Brussels insisted that it did not want to drive the shipyard out of business, but it demanded that Warsaw streamline Gdansk more radically and more quickly than suggested in a proposal to the EU last month.
Grappling with the highest jobless rate in the EU, Poland has been loath to streamline Gdansk and two nearby yards, Gdynia and Szczecin, which have soaked up €1.3 billion in EU aid since the country joined the bloc in 2004.
The EU has now welcomed Warsaw's plans to scale down operations at Gdynia and Szczecin, and they will not have to give back any money, but the government's failure to come up with a viable plan for Gdansk could result in a demand for repayment of perhaps €50 million in subsidies, a bill which could bankrupt the historic yard.

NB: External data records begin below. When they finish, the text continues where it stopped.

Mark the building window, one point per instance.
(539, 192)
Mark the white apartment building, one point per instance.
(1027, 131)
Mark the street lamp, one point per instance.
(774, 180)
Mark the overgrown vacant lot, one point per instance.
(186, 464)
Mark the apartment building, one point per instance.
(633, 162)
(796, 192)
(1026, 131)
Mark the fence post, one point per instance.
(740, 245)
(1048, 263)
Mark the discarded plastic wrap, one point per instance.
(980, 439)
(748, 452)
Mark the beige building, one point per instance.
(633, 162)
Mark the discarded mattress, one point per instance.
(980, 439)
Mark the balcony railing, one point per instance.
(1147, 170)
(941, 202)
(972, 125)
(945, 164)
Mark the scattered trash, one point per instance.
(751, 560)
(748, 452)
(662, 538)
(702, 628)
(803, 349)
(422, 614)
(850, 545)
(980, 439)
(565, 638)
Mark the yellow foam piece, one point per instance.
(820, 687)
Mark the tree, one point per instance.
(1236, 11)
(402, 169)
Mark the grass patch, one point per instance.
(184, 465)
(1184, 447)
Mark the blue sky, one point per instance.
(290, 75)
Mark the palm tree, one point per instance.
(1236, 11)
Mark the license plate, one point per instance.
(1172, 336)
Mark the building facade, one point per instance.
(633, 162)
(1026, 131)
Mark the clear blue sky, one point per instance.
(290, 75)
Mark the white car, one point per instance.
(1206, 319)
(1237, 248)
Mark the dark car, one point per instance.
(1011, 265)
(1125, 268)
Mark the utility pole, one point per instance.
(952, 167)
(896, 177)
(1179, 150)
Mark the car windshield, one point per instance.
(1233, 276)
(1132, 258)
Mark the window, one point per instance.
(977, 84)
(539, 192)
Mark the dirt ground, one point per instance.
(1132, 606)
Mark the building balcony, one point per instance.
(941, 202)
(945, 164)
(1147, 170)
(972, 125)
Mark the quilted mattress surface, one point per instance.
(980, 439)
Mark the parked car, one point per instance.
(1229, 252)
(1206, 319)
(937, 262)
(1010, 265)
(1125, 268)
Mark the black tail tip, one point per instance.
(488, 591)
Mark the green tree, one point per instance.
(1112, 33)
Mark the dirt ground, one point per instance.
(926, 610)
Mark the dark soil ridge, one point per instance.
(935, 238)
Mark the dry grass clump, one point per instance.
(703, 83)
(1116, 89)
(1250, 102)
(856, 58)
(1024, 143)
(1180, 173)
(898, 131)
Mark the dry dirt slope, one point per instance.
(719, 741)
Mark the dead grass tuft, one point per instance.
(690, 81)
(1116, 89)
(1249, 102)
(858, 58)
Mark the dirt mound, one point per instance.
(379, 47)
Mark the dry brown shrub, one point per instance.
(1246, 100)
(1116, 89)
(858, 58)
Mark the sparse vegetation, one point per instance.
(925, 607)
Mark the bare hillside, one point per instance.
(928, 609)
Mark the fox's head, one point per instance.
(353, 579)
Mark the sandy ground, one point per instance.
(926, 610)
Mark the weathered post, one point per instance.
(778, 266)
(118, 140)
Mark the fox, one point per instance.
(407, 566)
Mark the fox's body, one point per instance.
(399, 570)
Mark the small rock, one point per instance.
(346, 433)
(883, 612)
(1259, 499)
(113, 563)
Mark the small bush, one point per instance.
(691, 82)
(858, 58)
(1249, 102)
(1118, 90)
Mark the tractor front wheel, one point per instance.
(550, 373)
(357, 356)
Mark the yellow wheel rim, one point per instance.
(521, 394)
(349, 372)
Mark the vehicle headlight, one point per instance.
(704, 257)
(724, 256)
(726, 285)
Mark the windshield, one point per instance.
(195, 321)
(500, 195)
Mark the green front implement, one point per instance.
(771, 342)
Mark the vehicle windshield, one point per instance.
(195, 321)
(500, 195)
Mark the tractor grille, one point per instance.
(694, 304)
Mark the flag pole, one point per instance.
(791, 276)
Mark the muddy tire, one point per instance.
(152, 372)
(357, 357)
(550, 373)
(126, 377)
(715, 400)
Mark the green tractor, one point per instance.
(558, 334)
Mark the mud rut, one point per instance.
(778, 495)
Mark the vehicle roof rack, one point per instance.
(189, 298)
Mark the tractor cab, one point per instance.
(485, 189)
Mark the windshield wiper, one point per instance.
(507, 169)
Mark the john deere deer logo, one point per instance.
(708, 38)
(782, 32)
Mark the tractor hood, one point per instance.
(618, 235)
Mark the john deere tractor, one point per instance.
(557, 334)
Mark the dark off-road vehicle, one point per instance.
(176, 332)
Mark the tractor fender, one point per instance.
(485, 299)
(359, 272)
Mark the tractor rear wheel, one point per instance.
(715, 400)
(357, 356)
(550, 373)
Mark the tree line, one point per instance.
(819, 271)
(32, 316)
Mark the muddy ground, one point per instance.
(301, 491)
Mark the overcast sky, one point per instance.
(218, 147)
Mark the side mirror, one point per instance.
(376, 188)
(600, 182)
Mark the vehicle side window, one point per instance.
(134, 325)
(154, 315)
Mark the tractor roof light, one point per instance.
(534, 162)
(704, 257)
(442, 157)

Poland says it is willing to shut one of Gdansk's three slipways now and close all three after 2012, when a floating dock for shipbuilding would replace them. But commission officials insist that two of the slipways must be closed in the near future - a move that Polish officials say is too drastic, would cost too many jobs and would make it hard to sell a major stake in the shipyard to foreign investors.
"The commission is not seeking the closure of the Gdansk shipyard," EU internal markets commissioner Charlie McCreevy told members of the European Parliament.
"We would like to see the yard undertake a genuine, far-reaching restructuring so as to become a successful company capable of competing on its own merits in the EU and in the world shipbuilding market," he said.